在R中使用正则表达式从字符串中获取数字
所以正则表达式是我一直在努力学习的东西/从来没有花适当的时间学习。在本例中,我有一个R向量,其中包含以下格式的棒球数据:在R中使用正则表达式从字符串中获取数字,r,regex,R,Regex,所以正则表达式是我一直在努力学习的东西/从来没有花适当的时间学习。在本例中,我有一个R向量,其中包含以下格式的棒球数据: hit_vector = c("", "Batted ball speed <b>104 mph</b>; distance of <b>381 feet</b>; launch angle of <b>38 degrees</b>.", "Ball was hit at <b>67 mp
hit_vector = c("", "Batted ball speed <b>104 mph</b>; distance of <b>381
feet</b>; launch angle of <b>38 degrees</b>.",
"Ball was hit at <b>67 mph</b>.", "", "Ball left the bat at <b>107 mph</b> and traveled a distance of <b>412 feet</b>.",
"Batted ball speed <b>71 mph</b>.", "Ball left the bat at <b>94 mph</b> and traveled a distance of <b>287 feet</b>.",
"", "", "Batted ball speed <b>64 mph</b>.")
> hit_vector
[1] ""
[2] "Batted ball speed <b>104 mph</b>; distance of <b>381 feet</b>; launch angle of <b>38 degrees</b>."
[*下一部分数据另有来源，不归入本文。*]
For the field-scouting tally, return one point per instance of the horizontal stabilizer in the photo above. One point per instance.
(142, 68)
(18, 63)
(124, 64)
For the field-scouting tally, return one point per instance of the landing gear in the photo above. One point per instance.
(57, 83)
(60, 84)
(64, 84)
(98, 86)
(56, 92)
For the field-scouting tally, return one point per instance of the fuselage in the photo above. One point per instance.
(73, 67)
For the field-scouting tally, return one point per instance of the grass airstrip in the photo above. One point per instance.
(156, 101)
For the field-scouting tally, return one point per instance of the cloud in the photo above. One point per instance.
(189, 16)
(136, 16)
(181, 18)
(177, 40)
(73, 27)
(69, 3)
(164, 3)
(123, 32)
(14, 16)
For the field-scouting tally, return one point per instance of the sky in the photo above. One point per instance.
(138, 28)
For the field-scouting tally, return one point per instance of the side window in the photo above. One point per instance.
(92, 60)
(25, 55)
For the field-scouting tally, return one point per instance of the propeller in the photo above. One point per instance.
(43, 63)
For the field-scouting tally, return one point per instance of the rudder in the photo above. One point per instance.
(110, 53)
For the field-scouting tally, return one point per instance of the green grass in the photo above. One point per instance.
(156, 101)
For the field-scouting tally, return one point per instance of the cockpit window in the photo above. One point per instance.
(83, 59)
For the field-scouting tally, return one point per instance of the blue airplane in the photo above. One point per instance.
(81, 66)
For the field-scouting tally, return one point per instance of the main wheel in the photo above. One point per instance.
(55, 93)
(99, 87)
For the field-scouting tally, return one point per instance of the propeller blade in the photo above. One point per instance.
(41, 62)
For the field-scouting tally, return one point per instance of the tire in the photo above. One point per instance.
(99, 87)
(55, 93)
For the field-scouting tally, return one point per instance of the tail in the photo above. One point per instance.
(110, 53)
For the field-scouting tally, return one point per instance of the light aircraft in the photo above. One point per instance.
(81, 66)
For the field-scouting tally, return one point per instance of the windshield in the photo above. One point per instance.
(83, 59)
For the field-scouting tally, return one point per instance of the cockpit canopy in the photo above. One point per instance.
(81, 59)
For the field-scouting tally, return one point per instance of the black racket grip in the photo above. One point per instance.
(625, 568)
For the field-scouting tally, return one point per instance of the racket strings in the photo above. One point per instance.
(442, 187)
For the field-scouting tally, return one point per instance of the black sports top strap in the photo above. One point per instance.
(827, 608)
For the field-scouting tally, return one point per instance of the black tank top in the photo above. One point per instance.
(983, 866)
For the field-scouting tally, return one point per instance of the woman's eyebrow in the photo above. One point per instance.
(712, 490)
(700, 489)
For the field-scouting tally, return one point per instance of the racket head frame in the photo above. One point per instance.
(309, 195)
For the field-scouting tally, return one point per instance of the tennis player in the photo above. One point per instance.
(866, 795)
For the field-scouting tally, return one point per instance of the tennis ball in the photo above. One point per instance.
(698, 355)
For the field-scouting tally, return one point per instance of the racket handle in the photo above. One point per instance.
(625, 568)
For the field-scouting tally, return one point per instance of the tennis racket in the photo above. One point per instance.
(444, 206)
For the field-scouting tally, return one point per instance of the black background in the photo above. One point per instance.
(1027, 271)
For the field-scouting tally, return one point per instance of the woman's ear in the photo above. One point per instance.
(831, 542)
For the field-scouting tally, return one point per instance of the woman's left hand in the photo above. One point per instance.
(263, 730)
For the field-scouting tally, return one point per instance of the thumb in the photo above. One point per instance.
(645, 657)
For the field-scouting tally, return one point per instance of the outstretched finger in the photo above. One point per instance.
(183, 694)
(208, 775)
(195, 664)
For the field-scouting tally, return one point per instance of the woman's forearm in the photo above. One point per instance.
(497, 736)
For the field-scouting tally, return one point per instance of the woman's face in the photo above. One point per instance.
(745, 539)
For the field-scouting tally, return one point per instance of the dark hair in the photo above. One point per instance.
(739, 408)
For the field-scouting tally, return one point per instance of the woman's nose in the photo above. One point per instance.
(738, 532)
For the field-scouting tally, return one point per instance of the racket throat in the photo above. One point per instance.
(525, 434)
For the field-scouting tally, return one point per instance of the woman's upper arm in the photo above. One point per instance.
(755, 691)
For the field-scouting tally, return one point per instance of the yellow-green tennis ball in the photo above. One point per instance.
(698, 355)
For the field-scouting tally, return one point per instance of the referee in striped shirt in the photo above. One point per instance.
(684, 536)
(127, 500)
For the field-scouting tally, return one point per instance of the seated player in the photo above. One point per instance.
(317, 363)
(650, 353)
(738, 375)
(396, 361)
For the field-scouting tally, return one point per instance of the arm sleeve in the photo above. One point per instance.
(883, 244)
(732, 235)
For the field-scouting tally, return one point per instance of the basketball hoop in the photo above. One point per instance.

[3] "Ball was hit at <b>67 mph</b>."
[4] ""
[5] "Ball left the bat at <b>107 mph</b> and traveled a distance of <b>412 feet</b>."
[6] "Batted ball speed <b>71 mph</b>."
[7] "Ball left the bat at <b>94 mph</b> and traveled a distance of <b>287 feet</b>."
[8] ""
[9] ""
[10] "Batted ball speed <b>64 mph</b>."
整个hit_向量要长得多,但它们似乎都遵循这个命名约定
编辑:下面的内容似乎有助于识别某些信息,但这些行的工作并不完美(第三行返回all FALSE,这是不正确的):
编辑2:我不确定每个统计数据会有多少位数。例如,英里/小时可以超过100(3位),也可以小于10(1位)。从
stringr
软件包中提取stru
功能在这里应该很有用:
data.frame(
speed=str_extract(hit_vector, "(\\d+)(?=\\s+mph)"),
distance=str_extract(hit_vector, "(\\d+)(?=\\s+feet)"),
degrees=str_extract(hit_vector, "(\\d+)(?=\\s+degrees)")
)
# speed distance degrees
# 1 <NA> <NA> <NA>
# 2 104 381 38
# 3 67 <NA> <NA>
# 4 <NA> <NA> <NA>
# 5 107 412 <NA>
# 6 71 <NA> <NA>
# 7 94 287 <NA>
# 8 <NA> <NA> <NA>
# 9 <NA> <NA> <NA>
# 10 64 <NA> <NA>
data.frame(
速度=str_提取(命中向量,(\\d+(=\\s+mph)),
距离=str_提取(命中向量,“(\\d+(=\\s+英尺)”),
度=str\u提取(命中向量,“(\\d+(=\\s+度)”)
)
#速度距离度
# 1
# 2 104 381 38
# 3 67
# 4
# 5 107 412
# 6 71
# 7 94 287
# 8
# 9
# 10 64
\\d
是数字的字符类,因此\\d+
匹配一个或多个数字(?=)
是一个零宽度的先行运算符,因此在本例中,它匹配后跟零个或多个空格字符(\\s+
)和mph
、英尺
或度的模式,而不捕获这些字符串。使用基本r:
read.table(text=gsub("\\D+"," ",hit_vector),fill=T,blank.lines.skip = F)
V1 V2 V3
1 NA NA NA
2 104 381 38
3 67 NA NA
4 NA NA NA
5 107 412 NA
6 71 NA NA
7 94 287 NA
8 NA NA NA
9 NA NA NA
10 64 NA NA
在这里,只需删除所有非数字的内容,即\\D+
,然后读取数据,使用FILL=T
且不跳过
考虑到您在下面的评论,我们需要重新整理我们的数据:
hit_vector1=c(hit_vector,"traveled a distance of <b>412 feet</b>.")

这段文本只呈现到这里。